Israel must go to war with Hezbollah if it wants regional peace:
Hezbollah reportedly has 100,000 trained fighters and an arsenal of around 150,000 precision missiles.
Over the years, it has become de rigueur and increasingly predictable to state that “there is no military solution to the conflict” regarding Israel’s long-standing conflict with its enemies. Nonetheless, the Hamas massacre of October 7 has demonstrated that, regardless of the frequency of its usage, it is increasingly understood not to be true.
Regarding Gaza, Israel has tried any number of other solutions, whether diplomacy during the Gaza-First phase of Oslo: autonomy, disengagement, and enfranchisement. None of them worked to end Hamas’s irredentist and extremist beliefs and goals. In fact, its leadership has gone on record claiming that it was precisely these policies and the attempted enrichment of Gaza by Israel that were used to lull the Jewish State into the widely-held belief that the Islamist terror group’s military ambitions had been contained and constrained.

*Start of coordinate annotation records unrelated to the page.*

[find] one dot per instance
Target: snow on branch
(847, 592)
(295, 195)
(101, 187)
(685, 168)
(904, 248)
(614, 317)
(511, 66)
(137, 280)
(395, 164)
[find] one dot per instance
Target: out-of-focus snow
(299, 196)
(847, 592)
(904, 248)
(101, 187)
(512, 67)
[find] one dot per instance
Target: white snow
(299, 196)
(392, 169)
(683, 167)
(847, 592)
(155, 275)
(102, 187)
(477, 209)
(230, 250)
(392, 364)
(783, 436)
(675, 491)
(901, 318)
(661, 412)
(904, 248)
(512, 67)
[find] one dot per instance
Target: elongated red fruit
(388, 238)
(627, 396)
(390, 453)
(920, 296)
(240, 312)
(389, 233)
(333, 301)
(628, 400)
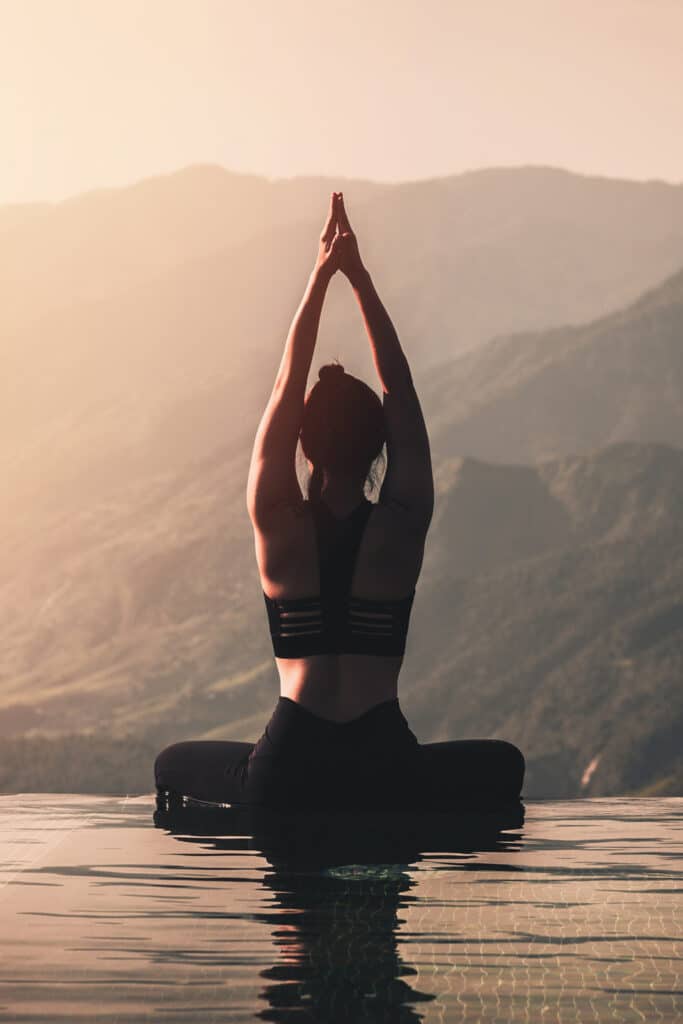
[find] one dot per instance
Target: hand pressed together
(339, 248)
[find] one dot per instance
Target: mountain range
(550, 607)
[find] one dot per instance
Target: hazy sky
(97, 92)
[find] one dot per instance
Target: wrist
(321, 275)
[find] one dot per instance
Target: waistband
(293, 722)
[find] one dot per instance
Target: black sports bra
(333, 622)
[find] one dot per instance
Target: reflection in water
(339, 883)
(104, 918)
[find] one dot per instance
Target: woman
(338, 574)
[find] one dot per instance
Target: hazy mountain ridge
(542, 394)
(123, 303)
(159, 627)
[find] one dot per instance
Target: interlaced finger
(342, 217)
(331, 224)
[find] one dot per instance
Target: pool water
(572, 914)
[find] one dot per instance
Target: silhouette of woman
(338, 574)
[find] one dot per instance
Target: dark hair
(342, 426)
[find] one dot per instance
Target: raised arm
(272, 481)
(409, 483)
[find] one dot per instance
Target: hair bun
(331, 372)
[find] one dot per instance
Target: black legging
(306, 762)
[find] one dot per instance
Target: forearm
(280, 424)
(390, 360)
(300, 344)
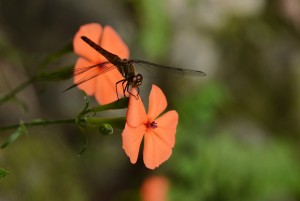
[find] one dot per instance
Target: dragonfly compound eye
(137, 80)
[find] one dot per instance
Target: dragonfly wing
(167, 69)
(84, 76)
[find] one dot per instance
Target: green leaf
(3, 173)
(14, 136)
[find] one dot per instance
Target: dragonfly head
(136, 80)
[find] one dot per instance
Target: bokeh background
(238, 134)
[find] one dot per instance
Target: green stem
(39, 122)
(117, 122)
(17, 89)
(119, 104)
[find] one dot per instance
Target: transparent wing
(167, 69)
(91, 72)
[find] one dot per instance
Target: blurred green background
(238, 134)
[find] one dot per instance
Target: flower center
(152, 124)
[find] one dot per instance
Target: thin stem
(17, 89)
(119, 104)
(39, 122)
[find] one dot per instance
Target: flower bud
(106, 129)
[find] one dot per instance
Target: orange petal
(157, 102)
(93, 31)
(106, 87)
(132, 138)
(158, 142)
(136, 114)
(167, 124)
(113, 43)
(89, 86)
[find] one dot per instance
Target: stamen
(152, 124)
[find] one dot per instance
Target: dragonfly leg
(124, 87)
(121, 81)
(136, 96)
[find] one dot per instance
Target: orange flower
(103, 87)
(159, 132)
(155, 188)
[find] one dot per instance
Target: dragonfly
(126, 67)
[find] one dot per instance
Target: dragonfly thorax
(135, 80)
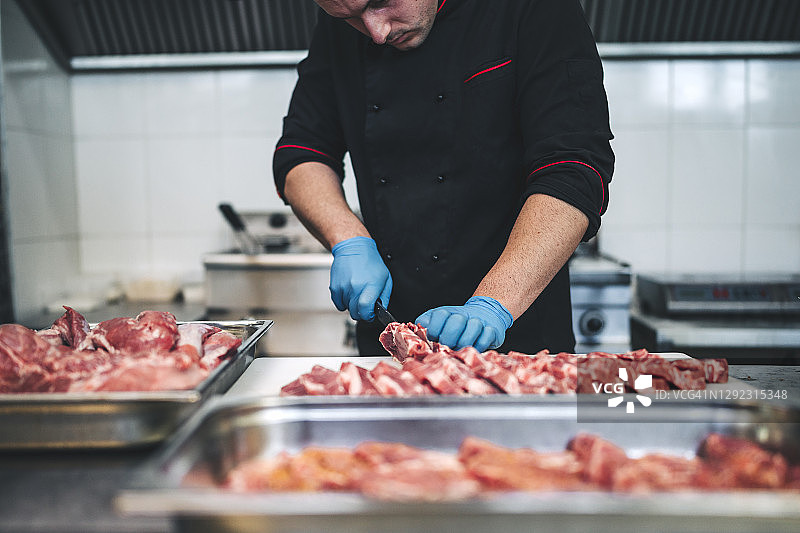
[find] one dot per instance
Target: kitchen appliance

The State of Israel has been forced into the military solution to destroy Hamas because it seems that nothing short of this goal will end the threat to Israel.

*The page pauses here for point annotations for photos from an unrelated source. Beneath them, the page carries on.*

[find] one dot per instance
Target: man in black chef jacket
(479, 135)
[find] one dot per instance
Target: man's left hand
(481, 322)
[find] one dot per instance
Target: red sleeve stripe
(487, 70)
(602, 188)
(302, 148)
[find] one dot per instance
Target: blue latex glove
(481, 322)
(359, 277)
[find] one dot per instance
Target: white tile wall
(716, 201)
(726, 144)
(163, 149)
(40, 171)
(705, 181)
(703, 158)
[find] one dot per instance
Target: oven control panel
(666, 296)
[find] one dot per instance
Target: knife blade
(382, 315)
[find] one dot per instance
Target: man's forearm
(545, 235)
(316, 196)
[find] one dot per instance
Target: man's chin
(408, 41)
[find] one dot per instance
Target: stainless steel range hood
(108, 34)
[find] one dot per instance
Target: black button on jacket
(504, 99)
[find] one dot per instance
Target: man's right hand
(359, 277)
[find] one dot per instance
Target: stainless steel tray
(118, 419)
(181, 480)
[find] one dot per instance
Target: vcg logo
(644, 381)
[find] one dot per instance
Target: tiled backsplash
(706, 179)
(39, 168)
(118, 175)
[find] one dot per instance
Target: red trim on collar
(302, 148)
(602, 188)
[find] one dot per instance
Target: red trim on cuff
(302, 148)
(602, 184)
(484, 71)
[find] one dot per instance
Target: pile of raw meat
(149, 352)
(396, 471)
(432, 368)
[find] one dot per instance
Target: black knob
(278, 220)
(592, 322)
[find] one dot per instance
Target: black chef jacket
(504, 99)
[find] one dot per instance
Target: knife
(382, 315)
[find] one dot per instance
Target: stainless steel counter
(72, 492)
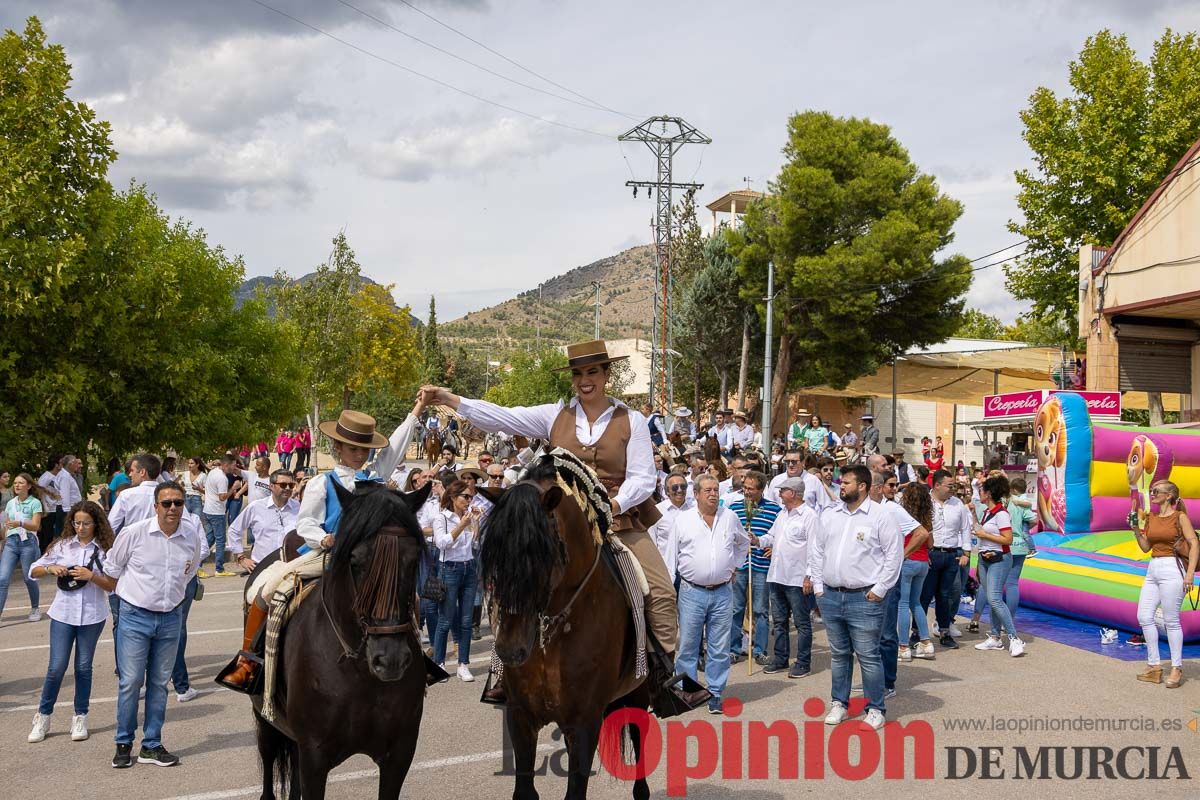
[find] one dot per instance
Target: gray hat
(795, 483)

Israel-Hezbollah: The Crisis on the Northern Border
On Israel’s northern border, the situation is even more complex.
Since the IDF’s retreat from southern Lebanon in 2000, the Islamic Republic of Iran’s proxy Hezbollah has entrenched itself on Israel’s northern border, threatening the Jewish State’s civilian communities.

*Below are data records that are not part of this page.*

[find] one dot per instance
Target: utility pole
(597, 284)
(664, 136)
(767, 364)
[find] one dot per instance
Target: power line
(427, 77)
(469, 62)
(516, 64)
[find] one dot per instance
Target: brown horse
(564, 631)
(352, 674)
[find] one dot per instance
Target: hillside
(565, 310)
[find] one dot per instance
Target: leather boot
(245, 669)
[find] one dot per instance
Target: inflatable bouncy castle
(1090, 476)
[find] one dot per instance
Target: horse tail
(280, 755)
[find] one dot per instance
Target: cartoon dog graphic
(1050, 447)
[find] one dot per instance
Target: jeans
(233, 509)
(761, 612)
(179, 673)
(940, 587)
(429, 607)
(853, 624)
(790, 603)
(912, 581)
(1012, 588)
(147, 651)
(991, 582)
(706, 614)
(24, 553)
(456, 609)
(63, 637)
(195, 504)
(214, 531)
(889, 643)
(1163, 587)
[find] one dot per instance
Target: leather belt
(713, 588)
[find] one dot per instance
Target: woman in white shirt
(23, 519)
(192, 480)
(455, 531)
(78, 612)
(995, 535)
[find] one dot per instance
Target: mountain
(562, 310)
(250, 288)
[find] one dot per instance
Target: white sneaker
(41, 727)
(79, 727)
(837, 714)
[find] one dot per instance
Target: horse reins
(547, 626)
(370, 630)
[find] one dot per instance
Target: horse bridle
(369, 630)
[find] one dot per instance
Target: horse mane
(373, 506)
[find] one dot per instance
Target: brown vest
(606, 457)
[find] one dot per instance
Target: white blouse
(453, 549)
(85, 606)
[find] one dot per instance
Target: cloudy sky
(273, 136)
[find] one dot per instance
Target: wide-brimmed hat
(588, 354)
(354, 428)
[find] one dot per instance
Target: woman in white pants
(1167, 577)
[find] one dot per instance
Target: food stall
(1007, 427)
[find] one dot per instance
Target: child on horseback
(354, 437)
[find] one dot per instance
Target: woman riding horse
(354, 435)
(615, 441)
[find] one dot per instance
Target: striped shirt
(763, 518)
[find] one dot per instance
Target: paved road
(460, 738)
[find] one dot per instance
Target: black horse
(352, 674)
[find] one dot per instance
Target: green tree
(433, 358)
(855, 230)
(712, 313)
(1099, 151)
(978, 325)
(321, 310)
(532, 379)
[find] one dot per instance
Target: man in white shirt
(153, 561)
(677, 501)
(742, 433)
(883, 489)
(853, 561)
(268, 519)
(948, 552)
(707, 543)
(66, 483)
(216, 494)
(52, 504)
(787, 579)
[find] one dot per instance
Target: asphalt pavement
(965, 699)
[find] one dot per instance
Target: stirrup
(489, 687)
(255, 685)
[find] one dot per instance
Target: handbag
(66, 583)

After the Second Lebanon War, United Nations Security Council Resolution 1701 called for the disarmament of Hezbollah and no “armed forces other than UNIFIL [UN Interim Force in Lebanon]” to be based south of the Litani River” in southern Lebanon. Lebanon and Israel accepted the conditions and the Jewish state fully implemented its part of the deal – following the conflict that had been instigated by Hezbollah’s unprovoked attack. Hezbollah, however, did not disarm and instead strengthened its presence on Israel’s border – with a reported 100,000 trained fighters and a missile arsenal of around 150,000 which can reach every inch of Israeli territory with impressive accuracy. Thus, the attempted diplomatic solution to this conflict failed.
NOW THAT Hezbollah has decided to unilaterally attack the Jewish state once again, forcing Israel into evacuating around 100,000 of its citizens from the North, it is clear that this problem requires a military solution.
At the moment, US envoy Amos Hochstein is trying to find a non-military solution to this conflict, but he will likely fail.
The emphasis by the international community has been on Resolution 1701, thus aiming to adopt a strategy that has already shown its uselessness. There will be attempts to buttress UNIFIL – a peacekeeping mission established in 1978 that has singularly failed in its mission to keep the peace. UNIFIL soldiers have been constantly threatened and humiliated by Hezbollah and its only role appears to be to ensure that its own soldiers don’t get killed.